Texas Stamp

JOHNSON, NATHANIEL

PD-1211-20 03/31/2021

“The Beaumont Court of Appeals erred in finding the evidence legally sufficient to prove Petitioner had a qualifying prior conviction for purposes of Texas Penal Code § 22.01(b)(2)(A).

Consequently,

A. Petitioner was entitled to a directed verdict; and

B. Petitioner’s objections to the § 22.01(b)(2)(A) jury charge were erroneously denied.”

Johnson was charged with family-violence impeding-breath assault enhanced to a second-degree felony by a prior family-violence conviction. At the time of the offense in 2018, this was codified in Tex. Penal Code § 22.01(b-2); it now appears in § 22.01(b-3). The enhancement applies if it is shown that the defendant has a prior conviction for certain Texas offenses, including assault. Under § 22.01(f)(2), a conviction under the laws of another state with elements substantially similar to a qualifying Texas offense “is” a conviction under that Texas offense.

In addition to the other elements of the offense, the State introduced a docket sheet showing Johnson was convicted of third-degree domestic battering in Arkansas. Both the Arkansas arresting officer and the victim testified about the parties’ dating relationship at the time of the offense. No witness testified to the similarities between the Arkansas offense and a qualifying Texas offense.

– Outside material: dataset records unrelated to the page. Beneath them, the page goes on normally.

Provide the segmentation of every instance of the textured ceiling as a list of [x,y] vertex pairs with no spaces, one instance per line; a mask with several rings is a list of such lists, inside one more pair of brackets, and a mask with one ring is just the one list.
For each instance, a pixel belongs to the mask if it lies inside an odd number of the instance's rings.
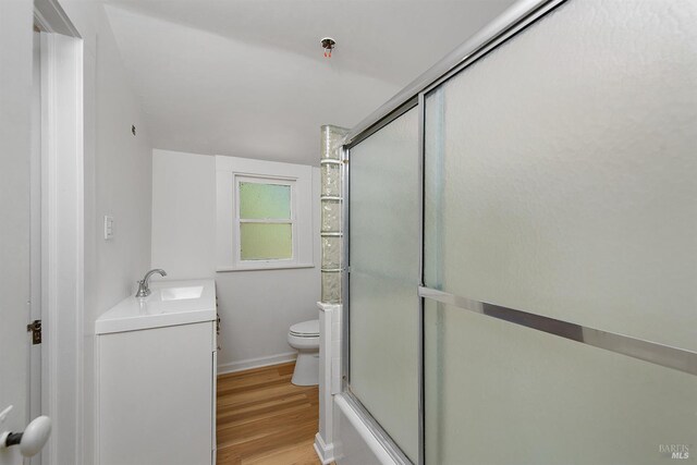
[[318,164],[320,125],[355,125],[513,0],[106,3],[155,147]]

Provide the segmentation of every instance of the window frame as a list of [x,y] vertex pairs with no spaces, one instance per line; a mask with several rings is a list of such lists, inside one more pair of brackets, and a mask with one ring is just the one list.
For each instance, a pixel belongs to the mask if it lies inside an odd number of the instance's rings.
[[[249,158],[216,156],[216,271],[250,271],[314,268],[319,198],[319,173],[307,164],[283,163]],[[291,218],[293,256],[291,259],[242,260],[240,237],[239,184],[252,182],[292,184]]]
[[[270,265],[293,265],[296,260],[297,254],[297,207],[295,205],[295,183],[297,178],[289,176],[268,176],[268,175],[250,175],[250,174],[234,174],[233,188],[234,188],[234,223],[233,232],[234,237],[234,254],[235,261],[241,266],[270,266]],[[240,184],[241,183],[254,183],[254,184],[274,184],[286,185],[291,188],[291,198],[289,199],[290,218],[288,219],[243,219],[241,218],[240,201]],[[245,260],[242,258],[242,224],[243,223],[256,223],[256,224],[291,224],[291,258],[266,258],[258,260]]]

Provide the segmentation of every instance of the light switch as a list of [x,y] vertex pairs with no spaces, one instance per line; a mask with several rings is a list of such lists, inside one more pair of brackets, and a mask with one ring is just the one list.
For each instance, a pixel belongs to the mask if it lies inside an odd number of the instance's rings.
[[113,238],[113,217],[105,216],[105,241]]

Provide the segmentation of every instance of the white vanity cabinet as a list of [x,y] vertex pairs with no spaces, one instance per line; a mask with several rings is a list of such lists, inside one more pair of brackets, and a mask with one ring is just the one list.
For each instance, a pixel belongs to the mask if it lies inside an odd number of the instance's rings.
[[[167,301],[176,294],[168,289],[197,286],[204,287],[197,298]],[[215,283],[159,282],[151,289],[150,296],[124,301],[96,326],[96,462],[215,464]]]

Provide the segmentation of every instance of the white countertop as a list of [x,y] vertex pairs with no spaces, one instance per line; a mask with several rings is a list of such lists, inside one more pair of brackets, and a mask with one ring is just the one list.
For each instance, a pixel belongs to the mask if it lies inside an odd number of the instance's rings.
[[[201,289],[203,287],[203,289]],[[96,334],[135,331],[216,319],[216,281],[154,281],[151,294],[130,296],[95,322]],[[193,297],[192,297],[193,296]]]

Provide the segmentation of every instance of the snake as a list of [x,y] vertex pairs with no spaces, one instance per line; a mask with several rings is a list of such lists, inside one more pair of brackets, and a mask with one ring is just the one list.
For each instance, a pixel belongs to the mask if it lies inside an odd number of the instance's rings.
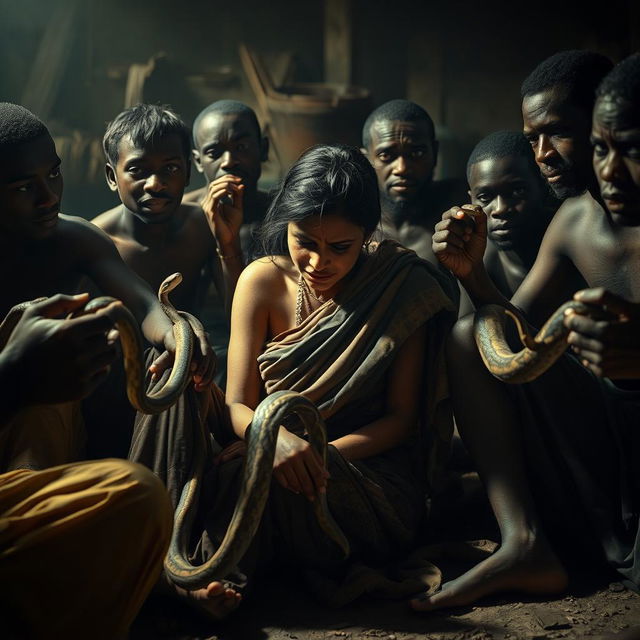
[[[525,322],[516,313],[500,305],[481,306],[475,314],[473,334],[480,356],[487,369],[499,380],[512,384],[531,382],[541,376],[567,348],[569,329],[564,325],[568,312],[585,314],[586,304],[570,300],[558,307],[532,336]],[[506,334],[506,319],[516,323],[523,349],[514,352]]]
[[[81,311],[73,314],[95,313],[111,305],[107,314],[114,322],[122,344],[127,396],[131,404],[142,413],[153,415],[165,411],[177,401],[189,384],[193,351],[192,328],[202,329],[202,325],[193,316],[177,311],[169,300],[169,293],[181,281],[181,274],[172,274],[162,282],[158,290],[162,308],[173,322],[176,355],[169,378],[160,389],[152,393],[145,391],[143,339],[138,324],[127,307],[122,303],[114,305],[113,302],[118,302],[115,298],[100,296],[90,300]],[[30,304],[44,299],[38,298],[13,307],[0,325],[0,340],[8,340],[13,327]],[[197,429],[196,437],[199,441],[194,443],[194,459],[174,513],[173,533],[164,561],[166,573],[175,584],[188,590],[200,589],[213,580],[233,575],[238,580],[237,586],[244,586],[242,577],[237,577],[236,566],[260,524],[271,486],[278,431],[283,421],[291,415],[296,415],[299,421],[288,425],[289,430],[300,436],[308,436],[309,443],[320,454],[326,468],[326,428],[313,402],[293,391],[278,391],[267,396],[257,406],[247,430],[243,479],[229,527],[216,553],[202,565],[192,565],[189,561],[189,541],[206,465],[208,438],[204,423]],[[343,556],[348,557],[349,542],[329,511],[326,494],[316,496],[313,509],[321,529],[340,548]]]
[[[299,421],[294,426],[287,422],[287,428],[300,436],[306,432],[309,443],[326,467],[326,428],[313,402],[295,391],[276,391],[268,395],[256,407],[247,430],[242,482],[231,521],[217,551],[200,565],[191,564],[188,549],[195,517],[191,507],[198,501],[202,469],[197,469],[184,486],[174,515],[174,535],[164,562],[165,571],[175,584],[194,590],[213,580],[237,576],[236,567],[258,529],[269,496],[278,431],[292,414]],[[202,461],[201,456],[200,459]],[[329,511],[326,494],[318,494],[312,505],[321,529],[335,542],[342,555],[348,557],[349,541]],[[237,586],[242,587],[244,583]]]

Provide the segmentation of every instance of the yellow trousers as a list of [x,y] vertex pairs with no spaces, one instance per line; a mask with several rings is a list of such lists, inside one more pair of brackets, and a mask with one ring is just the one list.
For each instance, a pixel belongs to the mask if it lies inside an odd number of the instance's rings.
[[79,402],[26,407],[0,429],[0,473],[81,460],[85,439]]
[[160,480],[125,460],[0,475],[8,637],[126,637],[160,575],[172,517]]

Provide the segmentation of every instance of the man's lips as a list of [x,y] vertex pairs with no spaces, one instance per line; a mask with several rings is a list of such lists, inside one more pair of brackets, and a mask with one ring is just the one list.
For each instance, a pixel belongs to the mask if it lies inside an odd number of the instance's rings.
[[158,210],[164,209],[171,202],[172,198],[158,197],[158,198],[144,198],[138,201],[138,204],[143,209]]
[[602,199],[606,202],[607,208],[611,210],[624,209],[627,205],[635,203],[637,198],[622,191],[604,191]]
[[394,182],[390,189],[392,191],[398,191],[400,193],[404,193],[406,191],[413,191],[418,185],[415,182]]
[[58,213],[58,209],[50,211],[49,213],[45,213],[44,215],[35,218],[34,222],[42,227],[53,227],[58,222]]

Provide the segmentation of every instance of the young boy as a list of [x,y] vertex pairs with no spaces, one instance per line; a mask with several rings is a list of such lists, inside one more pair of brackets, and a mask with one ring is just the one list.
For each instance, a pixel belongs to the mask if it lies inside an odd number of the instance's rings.
[[[471,203],[487,214],[487,273],[510,298],[533,266],[560,203],[549,194],[529,142],[516,131],[483,138],[469,156],[467,180]],[[460,315],[471,310],[463,294]]]
[[152,289],[176,271],[178,309],[198,314],[210,274],[230,306],[243,267],[238,232],[242,185],[230,182],[200,207],[182,203],[191,170],[190,133],[166,107],[140,104],[120,113],[104,135],[107,183],[122,204],[93,220],[122,259]]
[[[0,268],[11,274],[0,292],[0,317],[25,300],[75,293],[88,276],[106,294],[122,300],[151,344],[172,351],[172,325],[153,291],[124,264],[104,233],[59,213],[60,158],[45,125],[11,103],[0,103],[0,123]],[[202,343],[198,352],[198,380],[210,379],[211,355],[204,354]],[[159,372],[166,362],[163,355],[153,368]],[[43,412],[50,415],[42,419]],[[3,432],[11,441],[2,448],[4,468],[13,468],[18,459],[20,465],[42,468],[81,455],[75,404],[30,410],[13,423]]]
[[[122,300],[140,321],[143,334],[149,342],[160,349],[166,348],[168,351],[173,351],[173,329],[154,292],[125,265],[113,243],[102,231],[80,218],[59,213],[62,196],[60,162],[53,139],[38,118],[24,107],[0,103],[0,268],[5,274],[11,275],[10,278],[6,278],[5,286],[0,293],[0,314],[4,316],[11,307],[25,300],[51,296],[59,292],[75,293],[81,279],[89,277],[106,294]],[[31,315],[33,316],[33,313]],[[78,324],[71,323],[71,327],[77,327]],[[92,322],[89,324],[93,325]],[[32,329],[34,329],[33,326]],[[52,340],[51,335],[58,330],[61,330],[66,337],[63,340]],[[51,349],[47,349],[38,356],[39,359],[47,363],[47,368],[52,366],[52,362],[55,362],[56,358],[62,357],[60,356],[61,352],[65,354],[64,363],[61,365],[61,374],[55,378],[56,386],[59,386],[60,379],[65,378],[65,372],[68,371],[70,363],[75,358],[79,358],[77,373],[85,378],[83,384],[88,384],[93,388],[94,382],[96,382],[93,380],[93,375],[103,376],[103,368],[111,361],[112,354],[107,353],[106,360],[99,363],[103,366],[98,366],[95,374],[89,374],[90,379],[87,381],[87,369],[91,369],[93,366],[89,366],[87,361],[95,357],[96,347],[99,349],[95,340],[91,336],[88,337],[86,333],[78,333],[75,330],[73,331],[74,335],[70,336],[69,327],[60,327],[55,322],[51,322],[45,331],[41,329],[40,331],[43,338],[39,344],[46,346],[53,343],[55,347],[53,352]],[[13,342],[17,338],[18,333],[12,335]],[[62,345],[69,345],[70,340],[74,348],[71,349],[68,346],[66,349],[61,349]],[[83,340],[89,341],[86,346]],[[104,338],[98,335],[97,340],[102,342]],[[194,377],[197,377],[202,385],[209,383],[210,380],[207,379],[207,376],[210,377],[211,371],[211,352],[205,353],[205,346],[206,340],[200,339],[199,348],[196,349],[199,363],[198,368],[194,371]],[[5,350],[2,353],[1,373],[3,375],[0,376],[5,383],[3,385],[5,391],[10,394],[7,399],[3,396],[4,404],[9,408],[3,413],[4,424],[0,430],[0,452],[4,459],[9,461],[9,464],[3,465],[3,471],[18,466],[12,464],[16,459],[16,451],[18,454],[28,454],[28,460],[22,466],[28,466],[33,470],[81,459],[82,451],[75,446],[81,441],[81,433],[79,433],[81,432],[81,423],[73,420],[78,417],[77,406],[70,407],[69,403],[44,405],[33,403],[75,398],[83,393],[70,391],[69,394],[66,394],[60,389],[51,388],[50,391],[55,391],[57,396],[54,398],[53,394],[48,395],[43,389],[37,389],[34,392],[30,389],[31,386],[49,385],[52,387],[51,377],[42,375],[34,377],[37,368],[27,366],[25,351],[16,350],[12,343],[7,346],[7,349],[8,352]],[[33,360],[34,349],[30,350],[31,358],[29,360]],[[163,366],[161,359],[165,360],[161,356],[154,363],[158,373]],[[8,367],[12,364],[12,360],[15,360],[17,365]],[[93,370],[91,369],[91,371]],[[66,376],[66,379],[69,380],[69,376]],[[9,390],[7,380],[11,380],[14,384],[17,380],[19,385],[24,388],[12,387]],[[71,383],[69,382],[69,384]],[[17,402],[16,397],[18,397]],[[33,402],[21,402],[21,399]],[[11,407],[12,404],[16,406]],[[19,406],[23,408],[15,412],[12,410],[18,409]],[[120,466],[123,468],[125,466],[131,467],[131,465],[124,464]],[[139,469],[139,467],[136,468]],[[60,468],[57,471],[59,472]],[[136,478],[128,480],[124,473],[118,473],[119,482],[128,486],[128,493],[135,498],[135,494],[139,494],[138,480]],[[142,472],[141,475],[148,478],[146,472]],[[113,481],[110,481],[107,474],[103,474],[103,476],[107,483],[111,482],[110,491],[107,491],[108,495],[103,501],[106,504],[110,499],[109,496],[113,498],[117,486]],[[93,482],[94,476],[87,476],[87,480],[90,482],[86,482],[85,486]],[[147,485],[150,484],[147,480],[145,482]],[[149,498],[157,495],[156,488],[159,488],[155,481],[152,482],[155,488],[151,491],[152,487],[150,487],[146,492]],[[77,489],[77,482],[75,485]],[[58,483],[58,486],[63,485]],[[63,488],[66,490],[66,487],[63,486]],[[67,491],[69,498],[67,506],[73,509],[75,503],[72,502],[70,491],[71,489]],[[152,493],[153,495],[151,495]],[[138,518],[141,514],[147,513],[147,506],[140,502],[140,499],[146,500],[146,498],[144,495],[139,494],[138,496]],[[154,502],[155,504],[150,506],[155,512],[155,517],[166,522],[168,519],[166,496],[163,498],[163,505],[159,504],[159,498],[154,498]],[[49,500],[50,504],[51,500]],[[160,506],[165,512],[160,513]],[[85,500],[85,512],[86,508]],[[126,511],[127,513],[136,512],[135,509],[129,508],[129,505],[127,505]],[[129,529],[130,525],[135,529],[136,521],[137,518],[129,518],[127,515],[126,523],[123,521],[123,526],[126,530],[131,530]],[[70,528],[73,528],[72,524],[68,520],[65,522],[65,527],[70,531]],[[98,526],[100,526],[99,523]],[[112,526],[115,527],[116,524]],[[103,533],[108,532],[108,528],[105,527],[106,525],[103,524]],[[13,532],[6,529],[5,533],[9,535]],[[49,534],[50,541],[56,538],[55,535],[51,536],[51,527],[49,527]],[[69,538],[70,540],[73,540],[73,535]],[[146,533],[144,535],[146,536]],[[149,576],[155,575],[159,568],[159,560],[163,555],[168,535],[169,531],[166,525],[162,531],[159,528],[155,529],[153,539],[147,549],[147,562],[138,571],[138,580],[145,582],[144,589],[140,587],[135,598],[132,597],[129,602],[118,600],[117,605],[122,606],[123,611],[117,610],[110,613],[114,624],[120,625],[123,621],[130,622],[135,608],[141,604],[145,593],[151,586]],[[119,534],[116,533],[114,536],[113,539],[119,539]],[[92,544],[91,538],[85,537],[85,539],[88,540],[87,544]],[[148,538],[145,539],[148,540]],[[128,555],[135,555],[137,549],[139,549],[138,544],[132,545],[130,550],[132,553]],[[50,557],[50,555],[49,553],[46,557]],[[88,556],[98,557],[93,552],[88,552]],[[82,557],[82,555],[78,557]],[[3,557],[3,562],[5,560],[11,560],[9,554]],[[21,570],[20,563],[16,566],[19,572]],[[117,569],[119,566],[121,566],[119,561],[112,563],[113,568]],[[42,567],[46,569],[45,564]],[[99,567],[97,565],[96,567],[96,571],[99,573]],[[69,575],[74,574],[71,572]],[[118,580],[125,586],[128,584],[128,578],[122,573]],[[16,584],[15,581],[6,581],[6,583],[8,585]],[[37,603],[41,593],[36,593],[36,591],[38,591],[37,588],[33,592],[33,602]],[[204,608],[219,615],[227,613],[230,608],[235,606],[238,598],[234,592],[225,589],[220,582],[212,582],[205,589],[195,592],[178,591],[188,597],[190,601],[197,600],[202,603]],[[129,590],[126,588],[124,592],[129,594]],[[18,593],[16,597],[19,595]],[[100,600],[99,589],[94,596]],[[110,602],[111,600],[107,599],[102,604]],[[52,623],[52,629],[55,630],[57,627],[57,624]],[[105,635],[100,637],[107,637],[110,630],[110,626],[105,624],[102,629]],[[95,637],[98,635],[98,632],[94,633]],[[114,636],[109,635],[109,637]]]

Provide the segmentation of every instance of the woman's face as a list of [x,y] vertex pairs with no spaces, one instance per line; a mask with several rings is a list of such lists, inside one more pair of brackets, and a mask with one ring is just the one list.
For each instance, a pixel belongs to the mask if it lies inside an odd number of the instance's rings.
[[339,213],[313,215],[290,222],[289,255],[307,284],[323,298],[338,291],[340,281],[360,255],[365,236],[359,227]]

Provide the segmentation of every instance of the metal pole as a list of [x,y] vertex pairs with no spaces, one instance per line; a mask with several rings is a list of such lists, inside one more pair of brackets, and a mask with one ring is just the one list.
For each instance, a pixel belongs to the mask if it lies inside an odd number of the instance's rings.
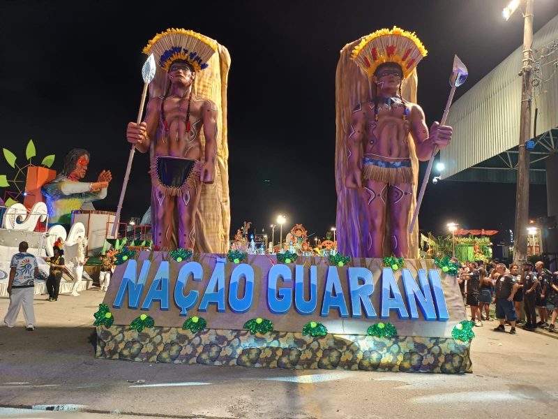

The jury convicted.

On appeal, Johnson argued that the State failed to prove that the Arkansas conviction was for one of the qualifying Texas offenses and that a Texas offense was required. Without acknowledging Penal Code § 22.01(f)(2), he argued in the alternative that the jury had no evidence before it to conclude that the Arkansas battery was the equivalent of one of the qualifying Texas offenses. The State argued this was a legal issue for the judge—not a fact issue for the jury. It also asked the court of appeals to take judicial notice of the Arkansas statute, Ark. Code § 5-26-305, which it argued was substantially similar to Texas’s bodily injury assault statute against a family/household member. The court of appeals did not address judicial notice. It pointed to the docket sheet, the two witnesses to Johnson’s arrest and conviction, and that § 22.01(f)(2) permits out-of-state convictions if they are substantial similar to a qualifying Texas offense. It then determined that a rational factfinder could have found all the elements beyond a reasonable doubt.

In its petition for discretionary review, Johnson acknowledges § 22.01(f)(2) and argues the State failed to prove either that he had a qualifying Texas offense or that the Arkansas offense was substantially similar to a qualifying Texas offense. He contends the court of appeals’s conclusion that the jury could have found all the elements beyond a reasonable doubt is “not only erroneous but incredible.” He faults the court of appeals for failing to analyze whether third-degree domestic battery contains substantially similar elements to the relevant Texas offenses.